My journey began with a five-hour bus ride from Taupo to Manukau where I spent the night prior to catching a flight to Singapore the following morning. Here I had two nights at the YMCA. I had visited the city earlier this year for the first time in 30 years and realised it was an easy place to stopover (and it was the cheapest airfare I could find at the time which is always a consideration!) I had a full day in which I walked and walked, returning to the hostel for rest stops, to tend to my blisters (the first produced in my well-worn shoes), and to shelter from the tropical rainstorm that I was lucky enough to escape. The YMCA is located at the start of Orchard Street and a central location for exploring. It also had a rooftop swimming pool that was an attraction when I booked but didn’t use.
In the morning, I set off to wander Little India.
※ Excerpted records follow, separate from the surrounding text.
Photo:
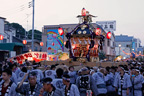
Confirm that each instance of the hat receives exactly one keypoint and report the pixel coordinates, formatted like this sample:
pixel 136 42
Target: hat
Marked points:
pixel 47 80
pixel 32 74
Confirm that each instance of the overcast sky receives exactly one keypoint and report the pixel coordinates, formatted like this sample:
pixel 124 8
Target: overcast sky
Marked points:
pixel 129 14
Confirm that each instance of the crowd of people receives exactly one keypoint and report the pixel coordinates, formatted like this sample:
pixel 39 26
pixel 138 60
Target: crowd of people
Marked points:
pixel 61 80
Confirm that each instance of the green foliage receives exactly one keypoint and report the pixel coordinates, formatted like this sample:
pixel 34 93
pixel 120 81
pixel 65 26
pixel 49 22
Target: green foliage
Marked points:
pixel 37 35
pixel 102 55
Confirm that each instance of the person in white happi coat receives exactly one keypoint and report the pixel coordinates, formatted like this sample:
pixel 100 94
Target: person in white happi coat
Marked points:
pixel 37 71
pixel 22 74
pixel 69 88
pixel 57 82
pixel 72 74
pixel 7 87
pixel 100 82
pixel 51 73
pixel 137 81
pixel 122 82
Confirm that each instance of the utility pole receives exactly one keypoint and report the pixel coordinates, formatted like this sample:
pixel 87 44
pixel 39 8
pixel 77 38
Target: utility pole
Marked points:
pixel 33 26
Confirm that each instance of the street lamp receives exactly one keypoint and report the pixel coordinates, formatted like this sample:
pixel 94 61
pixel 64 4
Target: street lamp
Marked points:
pixel 119 48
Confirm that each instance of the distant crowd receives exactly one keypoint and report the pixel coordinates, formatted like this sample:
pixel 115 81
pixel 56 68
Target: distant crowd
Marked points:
pixel 34 79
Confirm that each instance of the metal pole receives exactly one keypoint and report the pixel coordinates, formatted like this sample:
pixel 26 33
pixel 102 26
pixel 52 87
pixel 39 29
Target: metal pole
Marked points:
pixel 33 28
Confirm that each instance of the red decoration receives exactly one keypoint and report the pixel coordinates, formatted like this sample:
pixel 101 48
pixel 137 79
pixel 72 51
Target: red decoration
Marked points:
pixel 108 35
pixel 83 13
pixel 98 31
pixel 60 30
pixel 24 42
pixel 41 44
pixel 1 37
pixel 53 44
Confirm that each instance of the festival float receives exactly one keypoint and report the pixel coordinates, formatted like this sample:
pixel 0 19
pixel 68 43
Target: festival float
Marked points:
pixel 85 41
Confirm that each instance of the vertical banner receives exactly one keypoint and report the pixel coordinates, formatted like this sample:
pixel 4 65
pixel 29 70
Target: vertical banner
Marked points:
pixel 54 42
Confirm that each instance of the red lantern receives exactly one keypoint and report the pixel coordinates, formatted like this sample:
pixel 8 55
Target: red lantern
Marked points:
pixel 108 35
pixel 24 42
pixel 41 44
pixel 53 44
pixel 60 30
pixel 98 31
pixel 1 37
pixel 83 12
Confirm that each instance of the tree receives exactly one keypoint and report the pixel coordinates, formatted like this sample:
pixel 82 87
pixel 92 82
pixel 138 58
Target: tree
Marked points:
pixel 37 35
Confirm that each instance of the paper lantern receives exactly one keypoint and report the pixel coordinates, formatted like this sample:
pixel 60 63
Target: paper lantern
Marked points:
pixel 24 42
pixel 1 37
pixel 60 30
pixel 98 31
pixel 83 13
pixel 41 44
pixel 108 35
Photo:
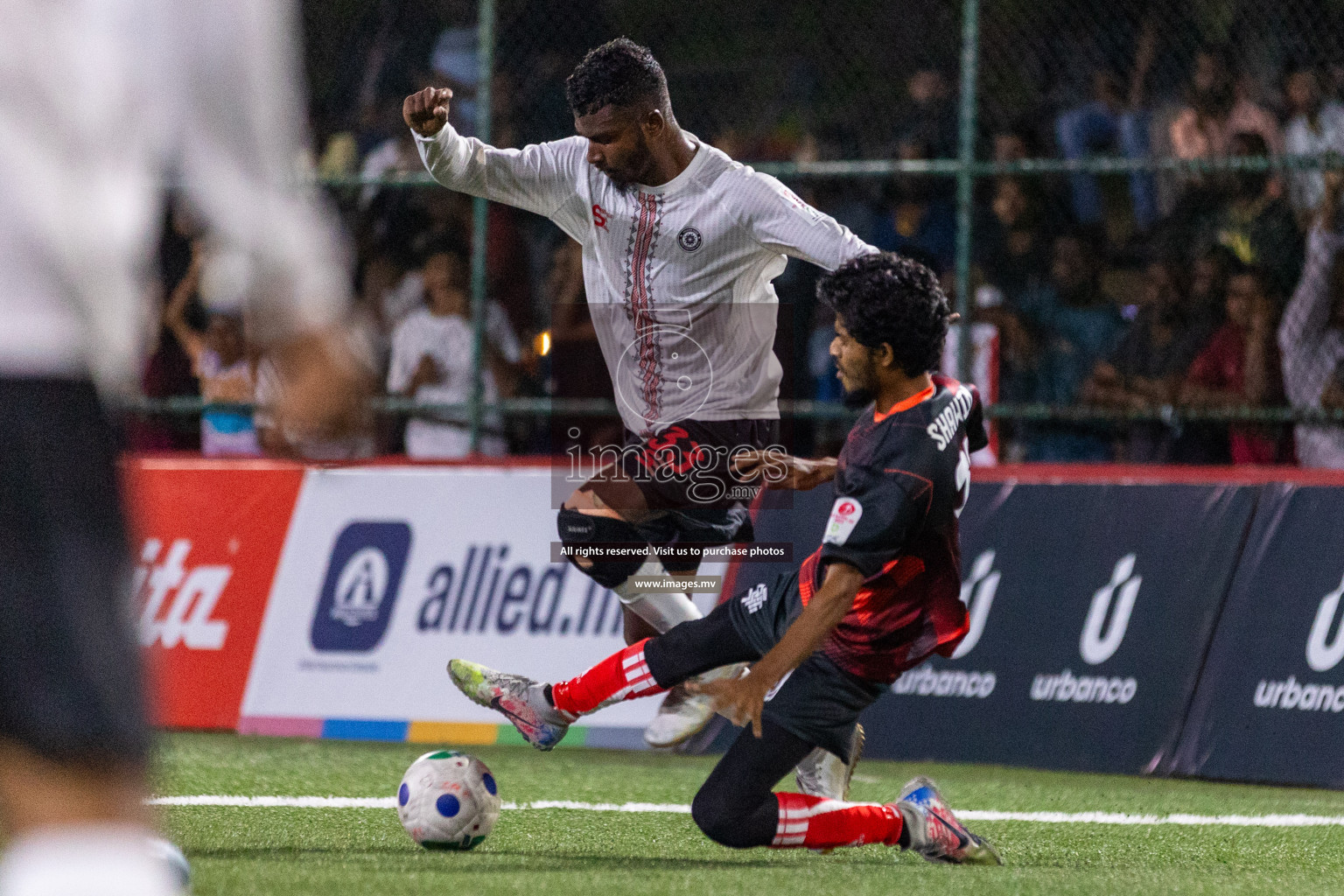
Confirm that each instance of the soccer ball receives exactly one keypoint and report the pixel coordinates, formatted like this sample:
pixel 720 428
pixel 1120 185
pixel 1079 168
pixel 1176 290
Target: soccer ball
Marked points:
pixel 448 800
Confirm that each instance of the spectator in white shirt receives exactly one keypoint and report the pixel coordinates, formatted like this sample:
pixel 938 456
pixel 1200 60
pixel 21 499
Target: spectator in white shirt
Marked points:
pixel 431 361
pixel 1318 127
pixel 220 361
pixel 1312 333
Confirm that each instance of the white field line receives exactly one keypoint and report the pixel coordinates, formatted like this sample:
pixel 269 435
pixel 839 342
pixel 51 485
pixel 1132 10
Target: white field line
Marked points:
pixel 968 815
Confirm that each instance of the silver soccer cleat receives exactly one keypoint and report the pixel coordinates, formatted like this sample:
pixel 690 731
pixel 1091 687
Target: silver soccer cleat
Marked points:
pixel 935 833
pixel 684 715
pixel 822 774
pixel 522 702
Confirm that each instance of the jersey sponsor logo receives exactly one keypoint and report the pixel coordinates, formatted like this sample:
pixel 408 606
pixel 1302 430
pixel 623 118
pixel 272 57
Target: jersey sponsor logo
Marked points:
pixel 844 516
pixel 193 597
pixel 1095 647
pixel 797 205
pixel 1323 654
pixel 361 582
pixel 689 240
pixel 945 426
pixel 756 598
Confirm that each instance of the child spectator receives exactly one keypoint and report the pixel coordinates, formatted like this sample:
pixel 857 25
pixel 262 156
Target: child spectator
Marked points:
pixel 1316 128
pixel 431 363
pixel 1256 223
pixel 222 366
pixel 1218 110
pixel 1312 333
pixel 1239 368
pixel 1074 324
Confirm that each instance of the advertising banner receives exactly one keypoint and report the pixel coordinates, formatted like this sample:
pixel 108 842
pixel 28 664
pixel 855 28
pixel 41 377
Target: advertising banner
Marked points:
pixel 1090 610
pixel 1270 703
pixel 207 542
pixel 388 572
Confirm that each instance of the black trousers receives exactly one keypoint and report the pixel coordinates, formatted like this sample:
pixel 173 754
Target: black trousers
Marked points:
pixel 735 806
pixel 70 677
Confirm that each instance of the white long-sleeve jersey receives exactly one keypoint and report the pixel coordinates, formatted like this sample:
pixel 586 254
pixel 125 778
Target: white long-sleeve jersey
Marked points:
pixel 101 102
pixel 677 277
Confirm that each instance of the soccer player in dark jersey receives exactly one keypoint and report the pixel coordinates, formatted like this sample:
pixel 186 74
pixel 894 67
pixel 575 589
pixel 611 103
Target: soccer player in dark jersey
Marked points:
pixel 827 640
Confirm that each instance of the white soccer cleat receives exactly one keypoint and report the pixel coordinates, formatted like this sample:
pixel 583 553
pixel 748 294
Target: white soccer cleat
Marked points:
pixel 822 774
pixel 935 833
pixel 522 702
pixel 684 715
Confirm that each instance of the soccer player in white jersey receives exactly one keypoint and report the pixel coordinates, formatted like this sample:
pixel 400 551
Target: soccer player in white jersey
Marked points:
pixel 680 245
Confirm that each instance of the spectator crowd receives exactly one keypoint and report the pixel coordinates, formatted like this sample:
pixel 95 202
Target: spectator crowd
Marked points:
pixel 1136 293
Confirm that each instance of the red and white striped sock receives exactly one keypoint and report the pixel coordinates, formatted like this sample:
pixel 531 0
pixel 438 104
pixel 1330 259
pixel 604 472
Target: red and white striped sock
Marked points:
pixel 816 822
pixel 622 676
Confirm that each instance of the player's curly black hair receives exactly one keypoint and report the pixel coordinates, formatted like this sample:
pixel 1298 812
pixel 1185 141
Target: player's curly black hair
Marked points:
pixel 619 73
pixel 883 298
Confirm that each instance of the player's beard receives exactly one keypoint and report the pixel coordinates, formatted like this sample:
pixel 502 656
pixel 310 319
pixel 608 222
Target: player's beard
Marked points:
pixel 862 396
pixel 863 393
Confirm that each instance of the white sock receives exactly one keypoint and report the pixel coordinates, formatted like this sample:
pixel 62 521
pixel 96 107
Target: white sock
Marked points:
pixel 109 860
pixel 660 609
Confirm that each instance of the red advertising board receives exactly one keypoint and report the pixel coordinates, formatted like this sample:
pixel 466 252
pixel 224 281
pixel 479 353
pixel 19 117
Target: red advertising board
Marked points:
pixel 207 540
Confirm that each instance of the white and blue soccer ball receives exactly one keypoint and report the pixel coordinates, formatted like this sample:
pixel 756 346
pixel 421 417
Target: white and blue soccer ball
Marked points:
pixel 448 800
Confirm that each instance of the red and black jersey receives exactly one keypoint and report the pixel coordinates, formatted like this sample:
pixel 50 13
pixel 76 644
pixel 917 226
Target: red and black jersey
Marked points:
pixel 903 477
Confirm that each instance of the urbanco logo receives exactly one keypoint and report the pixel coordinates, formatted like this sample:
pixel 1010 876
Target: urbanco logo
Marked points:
pixel 977 592
pixel 1095 647
pixel 1323 654
pixel 360 586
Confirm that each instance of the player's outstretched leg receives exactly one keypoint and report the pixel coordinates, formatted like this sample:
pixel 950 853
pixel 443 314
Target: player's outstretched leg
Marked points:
pixel 735 808
pixel 543 712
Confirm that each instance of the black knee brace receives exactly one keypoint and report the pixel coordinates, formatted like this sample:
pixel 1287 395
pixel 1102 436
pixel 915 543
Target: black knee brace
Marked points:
pixel 582 529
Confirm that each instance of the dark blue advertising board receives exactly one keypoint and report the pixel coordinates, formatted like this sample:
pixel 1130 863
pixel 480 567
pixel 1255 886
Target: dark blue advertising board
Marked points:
pixel 1270 703
pixel 1092 609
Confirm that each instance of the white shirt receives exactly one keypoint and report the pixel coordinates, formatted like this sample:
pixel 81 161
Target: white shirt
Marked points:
pixel 677 276
pixel 1312 349
pixel 1306 188
pixel 100 100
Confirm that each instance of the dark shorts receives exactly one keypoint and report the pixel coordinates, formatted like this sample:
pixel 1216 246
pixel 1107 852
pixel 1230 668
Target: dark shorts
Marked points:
pixel 70 676
pixel 817 702
pixel 684 473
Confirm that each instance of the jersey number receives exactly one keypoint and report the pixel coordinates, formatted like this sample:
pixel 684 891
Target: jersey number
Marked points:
pixel 962 479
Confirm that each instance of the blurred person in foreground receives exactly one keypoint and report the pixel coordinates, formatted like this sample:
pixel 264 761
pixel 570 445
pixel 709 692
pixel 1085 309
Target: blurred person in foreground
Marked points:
pixel 1312 333
pixel 101 101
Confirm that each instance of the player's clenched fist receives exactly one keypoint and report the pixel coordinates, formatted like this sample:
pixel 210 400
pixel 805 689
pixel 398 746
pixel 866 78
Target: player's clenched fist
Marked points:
pixel 426 112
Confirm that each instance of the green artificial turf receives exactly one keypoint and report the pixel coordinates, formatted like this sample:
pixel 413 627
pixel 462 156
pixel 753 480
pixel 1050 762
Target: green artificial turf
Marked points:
pixel 591 853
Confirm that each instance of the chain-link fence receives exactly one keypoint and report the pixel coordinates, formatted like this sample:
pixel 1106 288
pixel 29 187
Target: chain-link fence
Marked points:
pixel 1096 173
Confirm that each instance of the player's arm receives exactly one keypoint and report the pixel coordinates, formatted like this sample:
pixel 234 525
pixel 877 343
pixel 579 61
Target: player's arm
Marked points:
pixel 781 222
pixel 539 178
pixel 742 700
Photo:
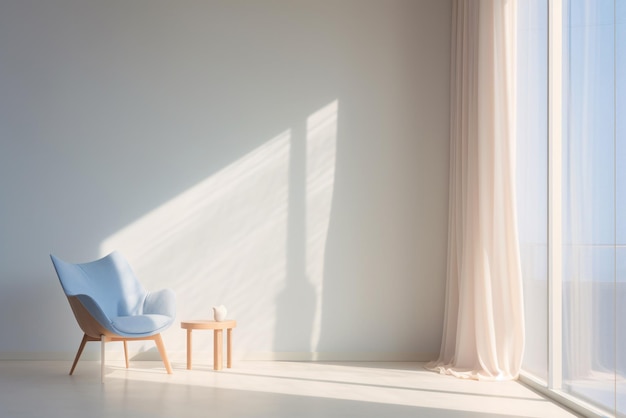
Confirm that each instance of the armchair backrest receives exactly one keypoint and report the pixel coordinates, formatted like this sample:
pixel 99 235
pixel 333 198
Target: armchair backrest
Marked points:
pixel 109 281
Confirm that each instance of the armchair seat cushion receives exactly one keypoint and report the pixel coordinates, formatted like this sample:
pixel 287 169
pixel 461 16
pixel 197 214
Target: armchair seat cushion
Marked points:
pixel 141 325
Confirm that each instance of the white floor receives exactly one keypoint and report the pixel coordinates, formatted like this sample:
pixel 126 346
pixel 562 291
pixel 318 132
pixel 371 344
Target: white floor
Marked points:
pixel 258 389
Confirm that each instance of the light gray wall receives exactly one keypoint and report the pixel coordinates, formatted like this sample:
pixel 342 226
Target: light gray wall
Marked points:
pixel 286 159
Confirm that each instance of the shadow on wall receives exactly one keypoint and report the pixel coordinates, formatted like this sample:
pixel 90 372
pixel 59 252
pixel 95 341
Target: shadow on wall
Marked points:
pixel 251 236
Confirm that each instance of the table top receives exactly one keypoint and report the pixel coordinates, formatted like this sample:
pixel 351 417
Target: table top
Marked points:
pixel 208 324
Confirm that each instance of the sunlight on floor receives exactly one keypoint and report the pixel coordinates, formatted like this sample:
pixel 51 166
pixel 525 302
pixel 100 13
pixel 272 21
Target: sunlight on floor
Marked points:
pixel 259 389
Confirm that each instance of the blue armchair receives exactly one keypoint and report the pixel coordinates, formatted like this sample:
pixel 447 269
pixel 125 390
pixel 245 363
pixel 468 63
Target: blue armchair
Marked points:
pixel 110 304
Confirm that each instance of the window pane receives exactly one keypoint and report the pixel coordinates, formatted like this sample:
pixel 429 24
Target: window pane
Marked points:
pixel 532 178
pixel 620 101
pixel 589 216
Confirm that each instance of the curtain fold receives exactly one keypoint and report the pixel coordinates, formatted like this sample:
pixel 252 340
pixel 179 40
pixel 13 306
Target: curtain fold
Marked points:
pixel 483 334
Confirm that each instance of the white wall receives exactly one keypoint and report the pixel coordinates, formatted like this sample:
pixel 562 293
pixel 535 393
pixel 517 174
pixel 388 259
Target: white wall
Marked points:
pixel 286 159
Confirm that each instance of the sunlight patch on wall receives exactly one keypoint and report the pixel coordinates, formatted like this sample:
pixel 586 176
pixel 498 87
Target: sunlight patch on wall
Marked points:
pixel 223 241
pixel 320 178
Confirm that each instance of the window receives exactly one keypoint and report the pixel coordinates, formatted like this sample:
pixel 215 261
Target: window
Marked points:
pixel 576 315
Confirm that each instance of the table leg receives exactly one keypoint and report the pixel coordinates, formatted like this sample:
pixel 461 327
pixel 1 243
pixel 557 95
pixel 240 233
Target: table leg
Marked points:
pixel 189 349
pixel 217 349
pixel 229 339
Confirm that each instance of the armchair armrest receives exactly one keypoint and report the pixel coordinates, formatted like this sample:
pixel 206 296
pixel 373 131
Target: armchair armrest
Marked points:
pixel 88 310
pixel 161 302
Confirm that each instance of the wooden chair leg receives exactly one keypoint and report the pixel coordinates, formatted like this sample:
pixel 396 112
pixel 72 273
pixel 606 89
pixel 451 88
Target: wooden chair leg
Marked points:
pixel 126 353
pixel 159 343
pixel 80 351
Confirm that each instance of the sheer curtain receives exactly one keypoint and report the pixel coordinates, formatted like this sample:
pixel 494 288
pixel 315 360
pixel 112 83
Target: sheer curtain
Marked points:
pixel 483 334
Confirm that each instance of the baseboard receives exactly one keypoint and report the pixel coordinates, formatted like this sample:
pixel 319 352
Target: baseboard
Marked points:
pixel 203 355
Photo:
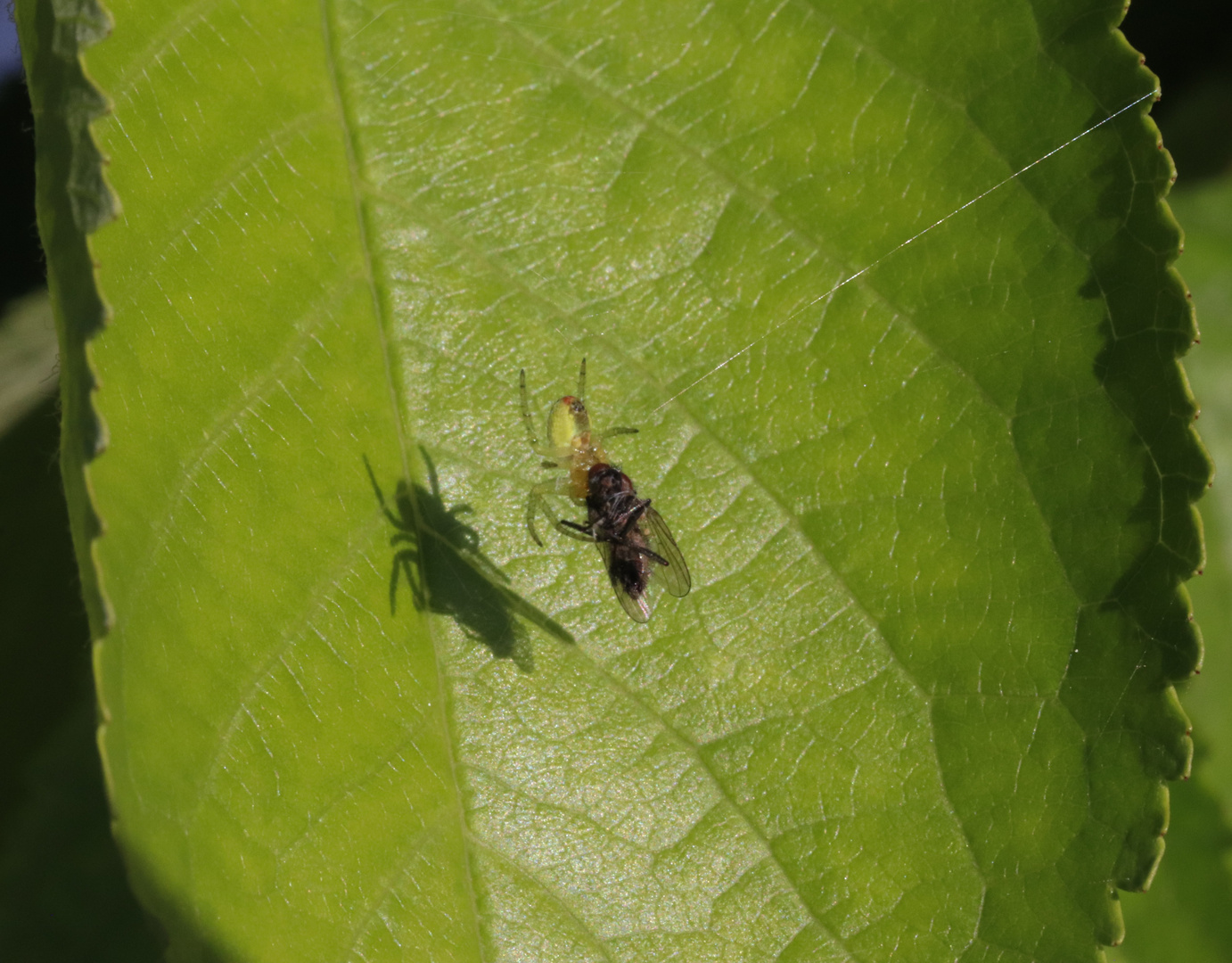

I found this area fascinating although it was still early (at 8.30am) and many of the small shops had not yet opened for the day. By the time I had walked along Serangoon Road and returned though, the streets had come to life. I detoured along the side roads and discovered murals and colourful buildings. Along Serangoon and Race Course Roads elaborately decorated Hindu temples were interspersed amongst the shops and houses. There was a busy food area near the Tekka Centre, which seemed to have finished business for the day as the concrete floors were being washed down, making walking through it precarious.
Whilst I was strolling back to Orchard Road, the skies became ominously black, and I wondered if I would reach shelter in time. Thankfully, I did as it rained as it only knows how in the Tropics. A little later, I set off for Fort Canning Park, which is near the National Museum and behind the YMCA. The park was much bigger than I expected with a variety of gardens to wander.
It was the site of royal palaces in the 14th Century and a strategic location for the British Army in colonial times until the surrender of Singapore to the Japanese in 1942. Raffles House is at one end of the park and overlooks the harbour. The flag pole in front traditionally displayed flags spelling out messages in morse code to ships entering the harbour.
There was also a film showing for the Bicentennial of Singapore which I naively thought I could watch. Tickets were sold out for the entire month so I may have to do that on my return in September.
My final venture of the day was a walk up Orchard Street, Shopping Central of Singapore! It did not appeal, but I had to look. I am not a good shopper! However, I was impressed with the amount of green space between the large malls and especially appreciated the area, albeit concrete, where I could sit and watch the shoppers from above when my feet protested the abuse I had given them all day. As with everywhere in Singapore, the streets were clean, there were wide spaces for walking and the old mingled with the ultramodern. I had dinner at a street stall before returning to my room to re-pack and put my feet up.